Anne-Babalara Öneriler: 

*Bu yaş dönemindeki çocuğunuzun sorduğu sorulara onun anlayacağı basit bir dille yanıt verin. 

*Çocuğunuza yavaş yavaş disiplini öğretmeye başlayın. Yani yaş dönemine uygun olarak kural ve sınırları koymaya başlayabilirsiniz. Ev ortamında her isteğine “Evet” yanıtı alan bir çocuk girdiği bir sosyal ortamda “Hayır” yanıtı ile karşılaşırsa ve bu duyduğu ilk “Hayır”ı olursa çocuk şaşırmakta, ne yapacağını bilememekte ve huzursuz olmaktadır. Bu sıkıntılar beraberinde uyum problemlerini getirebilmektedir. Bu nedenle ev ortamında uyması gereken bazı kuralları olması sosyal gelişimi ve kişilik gelişimi açısından olumlu olacaktır. 

*Ebeveyn olarak anne-babalar yaşanan sıkıntılar karşısında ne kadar sakin kalabilirler ise, sorunu çözmek o kadar rahat ve kolay olacaktır. 

*Bir çocuğa bir davranışı öğretmenin en uygun yolu o davranışı pekiştirmektir. Örneğin eğer çocuğunuz oyuncağını paylaşmıyor, isteyen bir arkadaşına oyuncağını vermiyor ve bu durum sizi üzüyor ise yapmanız gereken şey; bu olumsuz davranışı sertçe cezalandırmak yerine davranışını görmezden gelmek ve oyuncağını arkadaşı ile paylaşarak olumlu davranışı sergilediği anda onu hemen ödüllendirerek geribildirim vermektir. Çocuğunuz oyuncağını bir başkası ile paylaşınca, bu davranışını anında ödüllendirin. Bu ödül, sözel olarak onu tebrik etmek gibi manevi bir ödül olabileceği gibi yaşına uygun çok küçük bir maddi ödül(yapıştırma vb. gibi) de olabilir. Bu ödülü çocuğunuzun sevdiği şeyler içinden belirleyebilirsiniz. 

*Çocuğunuz ne kadar sık yaşıtları ile bir araya gelirse, paylaşma becerisini o kadar hızlı bir şeklide edinecektir. Çocuklar birbirlerini gözlemleyerek birbirleri ile etkileşime geçmeye başlarlar. Birlikte geçirdikleri zaman dilimi attıkça birbirlerine alışacaklar böylece paylaşımlarda bulunmaya başlayacaklar ve sosyal gelişimleri olumlu yönde gelişecektir. 

*Çocuklar görerek öğrenirler.
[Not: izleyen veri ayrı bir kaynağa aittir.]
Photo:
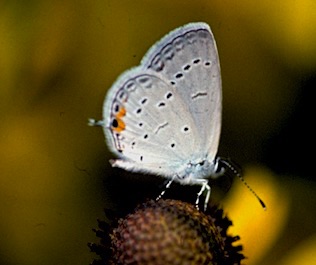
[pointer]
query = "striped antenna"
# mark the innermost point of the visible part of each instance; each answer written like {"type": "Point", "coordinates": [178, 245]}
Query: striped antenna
{"type": "Point", "coordinates": [229, 165]}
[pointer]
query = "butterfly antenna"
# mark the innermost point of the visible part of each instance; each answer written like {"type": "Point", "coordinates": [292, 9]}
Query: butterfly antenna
{"type": "Point", "coordinates": [238, 174]}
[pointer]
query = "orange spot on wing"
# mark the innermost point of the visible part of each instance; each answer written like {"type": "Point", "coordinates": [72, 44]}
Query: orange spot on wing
{"type": "Point", "coordinates": [121, 113]}
{"type": "Point", "coordinates": [120, 123]}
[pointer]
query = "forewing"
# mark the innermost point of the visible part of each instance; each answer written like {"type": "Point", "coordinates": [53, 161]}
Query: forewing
{"type": "Point", "coordinates": [187, 57]}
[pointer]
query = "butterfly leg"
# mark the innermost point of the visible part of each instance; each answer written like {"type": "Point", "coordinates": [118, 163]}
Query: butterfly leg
{"type": "Point", "coordinates": [204, 186]}
{"type": "Point", "coordinates": [166, 187]}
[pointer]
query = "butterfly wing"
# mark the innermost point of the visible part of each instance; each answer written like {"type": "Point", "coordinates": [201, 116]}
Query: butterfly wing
{"type": "Point", "coordinates": [187, 57]}
{"type": "Point", "coordinates": [147, 124]}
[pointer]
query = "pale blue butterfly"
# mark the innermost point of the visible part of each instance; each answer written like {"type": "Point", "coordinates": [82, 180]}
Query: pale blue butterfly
{"type": "Point", "coordinates": [164, 116]}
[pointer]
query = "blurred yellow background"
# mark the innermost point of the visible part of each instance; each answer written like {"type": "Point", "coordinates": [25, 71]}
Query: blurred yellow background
{"type": "Point", "coordinates": [57, 61]}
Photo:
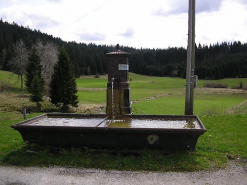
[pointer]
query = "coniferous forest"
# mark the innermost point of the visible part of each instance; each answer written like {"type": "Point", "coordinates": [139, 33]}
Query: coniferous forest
{"type": "Point", "coordinates": [214, 61]}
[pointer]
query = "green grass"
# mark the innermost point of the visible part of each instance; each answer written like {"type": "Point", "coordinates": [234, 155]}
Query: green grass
{"type": "Point", "coordinates": [224, 140]}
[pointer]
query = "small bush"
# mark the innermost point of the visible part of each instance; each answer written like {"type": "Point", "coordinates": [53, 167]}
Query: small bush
{"type": "Point", "coordinates": [215, 85]}
{"type": "Point", "coordinates": [244, 87]}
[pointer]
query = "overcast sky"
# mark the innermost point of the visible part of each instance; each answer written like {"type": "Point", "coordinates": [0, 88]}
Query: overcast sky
{"type": "Point", "coordinates": [136, 23]}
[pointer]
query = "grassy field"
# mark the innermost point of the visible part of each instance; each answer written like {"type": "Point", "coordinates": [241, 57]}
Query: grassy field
{"type": "Point", "coordinates": [222, 111]}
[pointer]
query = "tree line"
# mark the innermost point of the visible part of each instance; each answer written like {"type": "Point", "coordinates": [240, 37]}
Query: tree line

Dünyaya gözlerini ilk açtıkları anda karşılarında annelerini ve babalarını görürler. Öğrendikleri ilk bilgiler, aile içi yaşantılar ile elde edilmektedir. Bu nedenle çocuklar evlerinde ne yaşanırsa onu görür, kalıp olarak öğrenir ve uygularlar. Yani çocuklar ebeveynlerini model alırlar. Bu nedenle anne ve babanın çocuklarına verdikleri mesajlar çok önemlidir. Burada önemli olan çocuğa beklediğimiz davranışı gösteren bir model olabilmektir. Bunun yanı sıra çocuğa anne ve babadan giden mesajlar tutarlı olmalı ve birbiriyle çelişmemelidir. Ayrı iki kanaldan aynı mesajı alan çocuğun güven duygusu artacaktır. 

*Çocuklar yaşayarak öğrenirler. Bu nedenle yaşıtları ile vakit geçirebileceği bir oyun grubu ortamı, geliştirici ve pekiştirici bir ortam olabilir.